その笑顔を見たらなんだか少し恥ずかしくなりながらも僕も微笑んだ。
数秒の時間が経ち僕は、
「あの。もしかして僕の隣の隣の家に住んでいる柏木さんですか?」
「そうです。貴方様は汐留さんじゃないですか?」
少し立ち話をした後、僕と柏木さんは身体の芯が熱くなる程の気温の中、木々で覆われていてちょうど影になっている遠くにあったベンチへ向かい、着いて座った。
太陽はほぼ真上に有り、身体を刺す様なその夏の光は僕たちの身体を照らした。
僕と柏木さんはしばらくの間黙っては、しばらくの間談笑したり、間を持って無言になったりした。

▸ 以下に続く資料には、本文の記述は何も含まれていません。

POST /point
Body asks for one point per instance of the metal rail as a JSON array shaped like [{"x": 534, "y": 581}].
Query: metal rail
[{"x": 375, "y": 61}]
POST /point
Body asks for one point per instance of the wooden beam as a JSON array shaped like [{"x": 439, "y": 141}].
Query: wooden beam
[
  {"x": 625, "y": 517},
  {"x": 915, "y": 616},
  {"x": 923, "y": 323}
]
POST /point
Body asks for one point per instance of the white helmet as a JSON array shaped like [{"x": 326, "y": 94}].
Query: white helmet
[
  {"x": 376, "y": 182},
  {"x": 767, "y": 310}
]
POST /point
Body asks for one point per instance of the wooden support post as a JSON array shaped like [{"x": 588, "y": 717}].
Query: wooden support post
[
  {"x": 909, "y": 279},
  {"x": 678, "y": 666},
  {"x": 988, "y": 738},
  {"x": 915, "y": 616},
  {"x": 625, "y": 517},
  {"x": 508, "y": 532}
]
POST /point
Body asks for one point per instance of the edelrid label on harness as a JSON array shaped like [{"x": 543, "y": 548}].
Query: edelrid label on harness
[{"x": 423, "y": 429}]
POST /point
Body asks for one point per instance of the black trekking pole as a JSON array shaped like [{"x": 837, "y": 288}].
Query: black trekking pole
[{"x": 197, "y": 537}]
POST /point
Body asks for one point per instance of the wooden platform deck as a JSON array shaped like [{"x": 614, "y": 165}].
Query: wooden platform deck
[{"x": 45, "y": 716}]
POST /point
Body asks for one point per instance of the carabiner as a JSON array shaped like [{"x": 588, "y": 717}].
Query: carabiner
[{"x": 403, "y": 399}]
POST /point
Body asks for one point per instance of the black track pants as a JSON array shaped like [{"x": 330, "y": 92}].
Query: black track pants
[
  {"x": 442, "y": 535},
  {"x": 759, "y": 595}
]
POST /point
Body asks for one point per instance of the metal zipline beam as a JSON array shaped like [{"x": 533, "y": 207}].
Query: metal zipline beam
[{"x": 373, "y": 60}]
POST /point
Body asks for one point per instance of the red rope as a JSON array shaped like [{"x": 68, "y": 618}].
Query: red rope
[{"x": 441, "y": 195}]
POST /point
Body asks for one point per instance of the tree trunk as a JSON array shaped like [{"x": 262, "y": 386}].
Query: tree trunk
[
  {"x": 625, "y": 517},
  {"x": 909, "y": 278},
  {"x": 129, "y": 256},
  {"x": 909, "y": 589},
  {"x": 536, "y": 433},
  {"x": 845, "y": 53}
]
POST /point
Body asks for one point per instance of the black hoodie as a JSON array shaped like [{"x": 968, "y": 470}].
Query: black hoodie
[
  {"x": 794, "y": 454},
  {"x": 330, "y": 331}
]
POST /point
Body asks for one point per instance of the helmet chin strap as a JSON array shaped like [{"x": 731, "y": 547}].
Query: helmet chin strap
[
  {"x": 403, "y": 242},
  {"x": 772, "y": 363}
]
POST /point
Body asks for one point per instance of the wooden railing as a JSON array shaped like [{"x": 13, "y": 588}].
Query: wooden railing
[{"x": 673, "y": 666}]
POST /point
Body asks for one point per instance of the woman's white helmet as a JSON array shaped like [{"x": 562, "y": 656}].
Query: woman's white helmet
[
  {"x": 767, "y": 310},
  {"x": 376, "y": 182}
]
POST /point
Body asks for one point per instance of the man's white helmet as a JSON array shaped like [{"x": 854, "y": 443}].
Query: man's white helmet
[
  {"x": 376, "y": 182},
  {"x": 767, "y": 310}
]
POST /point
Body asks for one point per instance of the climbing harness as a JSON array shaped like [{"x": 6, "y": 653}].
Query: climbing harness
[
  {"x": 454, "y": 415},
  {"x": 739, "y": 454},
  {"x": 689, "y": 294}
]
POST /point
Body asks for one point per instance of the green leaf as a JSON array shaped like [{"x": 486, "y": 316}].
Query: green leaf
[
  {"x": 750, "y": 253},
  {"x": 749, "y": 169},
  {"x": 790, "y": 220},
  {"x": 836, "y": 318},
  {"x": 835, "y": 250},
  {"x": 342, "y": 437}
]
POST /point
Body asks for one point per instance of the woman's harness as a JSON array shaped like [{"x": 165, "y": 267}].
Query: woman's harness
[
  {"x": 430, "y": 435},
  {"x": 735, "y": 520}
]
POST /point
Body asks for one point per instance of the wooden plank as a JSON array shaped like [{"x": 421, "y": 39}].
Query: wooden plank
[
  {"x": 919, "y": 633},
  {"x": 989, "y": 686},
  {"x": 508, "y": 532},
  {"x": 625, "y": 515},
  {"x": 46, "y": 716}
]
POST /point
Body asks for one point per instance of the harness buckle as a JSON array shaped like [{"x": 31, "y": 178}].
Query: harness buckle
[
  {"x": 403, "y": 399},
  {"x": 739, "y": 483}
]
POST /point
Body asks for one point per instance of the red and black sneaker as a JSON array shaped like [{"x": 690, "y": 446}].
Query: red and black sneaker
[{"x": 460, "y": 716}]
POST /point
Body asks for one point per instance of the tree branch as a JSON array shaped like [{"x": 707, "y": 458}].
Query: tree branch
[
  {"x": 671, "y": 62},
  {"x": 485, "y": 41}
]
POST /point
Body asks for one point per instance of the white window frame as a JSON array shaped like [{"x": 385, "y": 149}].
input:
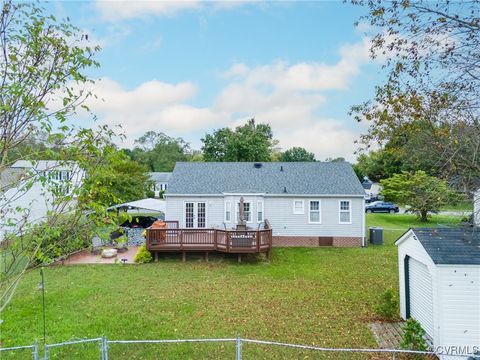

僕は好きなこと、嫌いなこと。あるいは好きなもの、嫌いなものを話したり、柏木さんも同じ様に好きなことや興味のあること、将来成りたいことを話したりした。
1時間近くいただろうか、身体が水分を要求したようで、えらく喉が乾いた。
僕たちは二人で近くの自動販売機に向かって歩いた。
柏木さんの身長は150cm台中盤位だろうか。
僕は167cm位であまり身長が高いとはいえない。
むしろ身長は低い方であるため、女子と話す時は目線がちょっと下になる位だ。
僕は少し先を歩く彼女を少し後ろから眺めては歩いていた。
この季節のせいか、少し外にいるだけで汗で額が濡れ、脇の下もじんわりと濡れた。
彼女はその長髪を結っているせいか、毛先が腰に届きそうな位伸びていた。
僕の髪の長さはそれ程長くはない。
前髪が眉毛より少し上あたりにあり、揉み上げはバリカンで剃っていた。
襟足部分は前から見て、少し見える位の長さだった。
そんな中僕と彼女は自動販売機の前に着いた。
僕は前もってコーラを買う予定でいて、彼女はお茶を買う予定だったみたいだ。
たまたまセールの自動販売機だからなのか、ワンコインの100円で大半の飲料水
が買えた。
僕は予め決めていたコーラを買い、彼女はお茶を買った。
コーラを飲みながら僕はこの後どうしようか考えている時に彼女も同じように考えていたらしく、
「ねー」
「あのー」
などとお互いを呼び合っていた。
僕たちはそこからちょっと先にあるベンチに向かい、また歩き出した。
歩いている最中僕は彼女をそっと眺めては正面を見たり、また彼女を見たりしながら歩いた。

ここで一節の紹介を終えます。